QFD, on the other hand, focuses on the revenue side. If we can provide more value to customers by helping them solve their problems, enable their opportunities, and improve their image, then more customers will pay more money for the product or service.  The limit is the size of the global market. Smart customers (the ones you want) won't mind paying 99 cents for one dollar of benefit.





04 March 2013

DFSS / DFLS and QFD: Why we need both

A recent QFD newsletter discussed the similarities and differences of DFSS/DFLS and QFD and why it is not an "either-or" question but that we need both to deliver business success.

(illustration - dfss/dfls vs qfd)
This is because the focus of DFSS (design for six sigma) and DFLS (design for lean sigma) is our internal products and processes, whereas the focus of QFD (quality function deployment) is our customers. The differences between the sigma approaches and QFD are especially notable in these areas:
  • Focus
  • Customer understanding
  • VOC (voice of customer) analysis
  • CRM (customer requirements management) and priority
  • Solutions identification and delivery
  • Design, Development, and Commercialization
  • Math

In short, QFD provides a holistic approach that links business, customer, and technology in one end-to-end trackable flow with the goal of customer value — DFCV (design for customer value). QFD uses quantitative and non-quantitative tools to analyze the unknown unknowns, information that leads to sustainable competitiveness.

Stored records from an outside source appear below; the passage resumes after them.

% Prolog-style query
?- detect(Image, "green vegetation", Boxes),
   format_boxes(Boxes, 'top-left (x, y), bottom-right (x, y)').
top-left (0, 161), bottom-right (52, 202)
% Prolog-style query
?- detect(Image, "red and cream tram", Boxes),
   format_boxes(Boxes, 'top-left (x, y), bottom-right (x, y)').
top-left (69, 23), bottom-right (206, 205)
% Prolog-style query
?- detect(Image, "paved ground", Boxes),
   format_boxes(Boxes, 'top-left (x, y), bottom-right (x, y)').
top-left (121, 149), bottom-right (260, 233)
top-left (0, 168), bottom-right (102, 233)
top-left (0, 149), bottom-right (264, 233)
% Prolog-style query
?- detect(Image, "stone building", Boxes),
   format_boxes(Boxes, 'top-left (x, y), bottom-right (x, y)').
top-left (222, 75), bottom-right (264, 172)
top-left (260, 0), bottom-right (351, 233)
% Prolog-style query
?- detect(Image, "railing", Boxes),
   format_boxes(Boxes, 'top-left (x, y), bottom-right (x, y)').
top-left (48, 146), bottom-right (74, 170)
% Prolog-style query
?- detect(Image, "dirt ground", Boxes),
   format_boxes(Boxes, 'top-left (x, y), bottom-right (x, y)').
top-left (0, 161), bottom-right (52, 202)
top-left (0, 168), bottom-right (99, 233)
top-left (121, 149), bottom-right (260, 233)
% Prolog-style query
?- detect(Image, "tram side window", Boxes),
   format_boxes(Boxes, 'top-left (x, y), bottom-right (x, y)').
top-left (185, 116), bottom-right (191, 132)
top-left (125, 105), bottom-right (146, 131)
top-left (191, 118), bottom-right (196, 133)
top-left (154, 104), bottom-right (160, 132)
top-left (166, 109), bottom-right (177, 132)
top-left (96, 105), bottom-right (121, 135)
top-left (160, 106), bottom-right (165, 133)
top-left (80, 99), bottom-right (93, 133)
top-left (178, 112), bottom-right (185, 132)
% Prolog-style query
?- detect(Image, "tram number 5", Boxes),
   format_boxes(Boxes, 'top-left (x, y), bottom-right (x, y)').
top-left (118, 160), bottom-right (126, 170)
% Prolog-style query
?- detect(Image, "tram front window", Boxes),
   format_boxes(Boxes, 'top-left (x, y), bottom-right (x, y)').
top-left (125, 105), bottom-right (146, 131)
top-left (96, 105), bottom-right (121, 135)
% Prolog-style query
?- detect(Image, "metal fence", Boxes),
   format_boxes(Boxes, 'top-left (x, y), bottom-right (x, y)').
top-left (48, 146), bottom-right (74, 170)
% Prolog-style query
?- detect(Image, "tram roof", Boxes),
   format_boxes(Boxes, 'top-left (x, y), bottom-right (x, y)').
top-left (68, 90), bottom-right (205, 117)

(illustration: QFD + DFSS/DFLS = Happy Customer)DFSS provides a powerful set of statistical and analytic tools that can improve the efficiencies and effectiveness during the build of new products. QFD provides the umbrella of customer value as the driver and DFSS kicks in downstream to assure that solutions are optimally developed. We need both together in order to deliver customer satisfaction and business success.